Examining the evolution of medical education for women in a major city, this paper details the combination of private and public initiative, and the role of nonconformist denominational networks in Birmingham, one of the largest industrial and commercial centres of the British Empire. From the 1880s women gradually gained access to both higher education and professional training in medicine. This was necessarily underpinned by the growth of school science for girls. In this, the role of the new endowed and proprietary schools for girls was very significant in Birmingham but that of the School Board and LEA was also important, not least in demonstrating class and gendered attitudes in education and medicine.
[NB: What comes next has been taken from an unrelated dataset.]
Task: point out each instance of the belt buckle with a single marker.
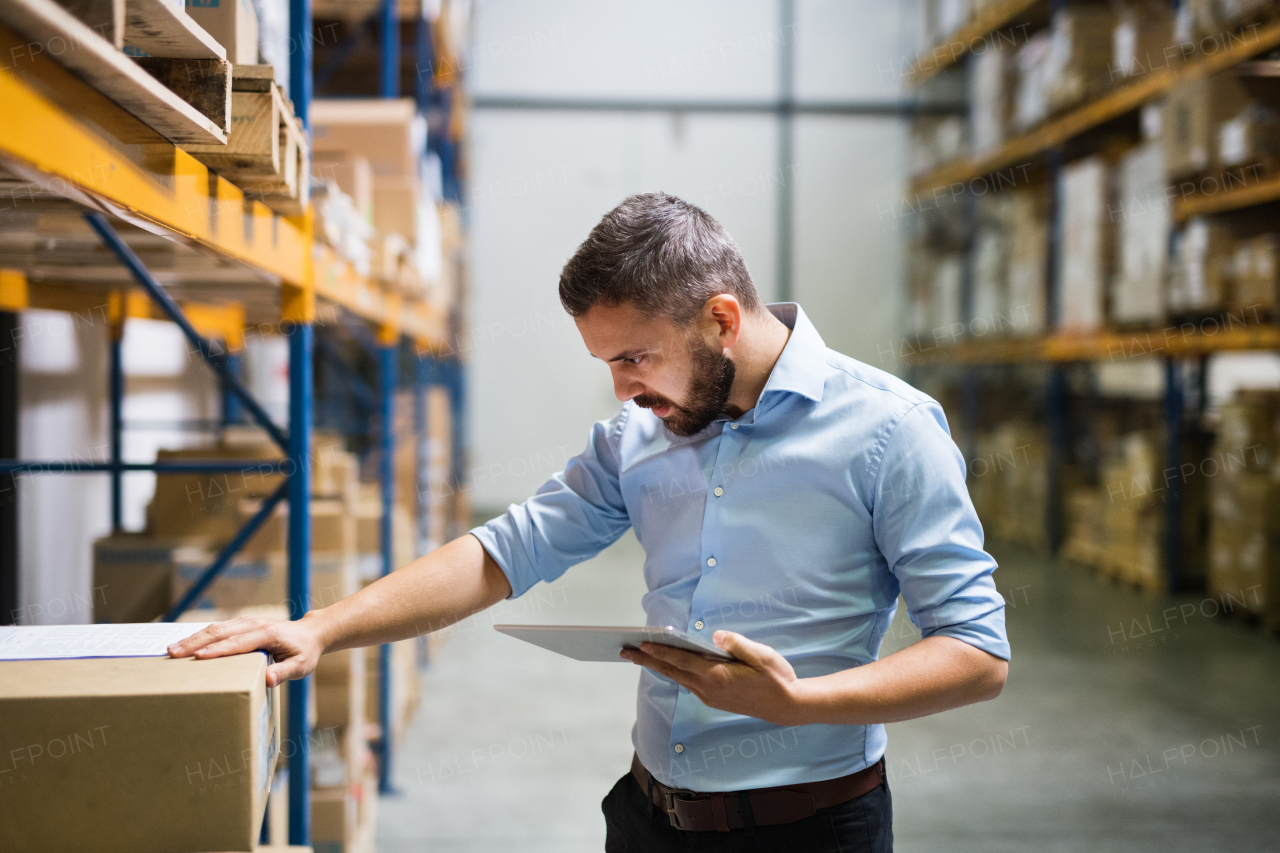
(670, 797)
In theory from the 1880s and 1890s it was possible even for girls from elementary schools to proceed by way of scholarship both to secondary school and to university. Such educational opportunities expanded in early twentieth-century Birmingham yet always remained slimmer for girls. From 1900 the new university ostensibly gave equal rights to women in medical education as in all other studies. The university itself had grown out of local interests and patronage and saw itself as serving the local community. Birmingham’s liberal leaders believed in scientific education and social reform, including greater equality between the sexes, although contemporary cultural and social currents could militate against such high aspirations. Nevertheless, the university did take a lead in opening up medicine to women, allowing participation in professional life, for some at the highest levels, and serving the local city and regional community.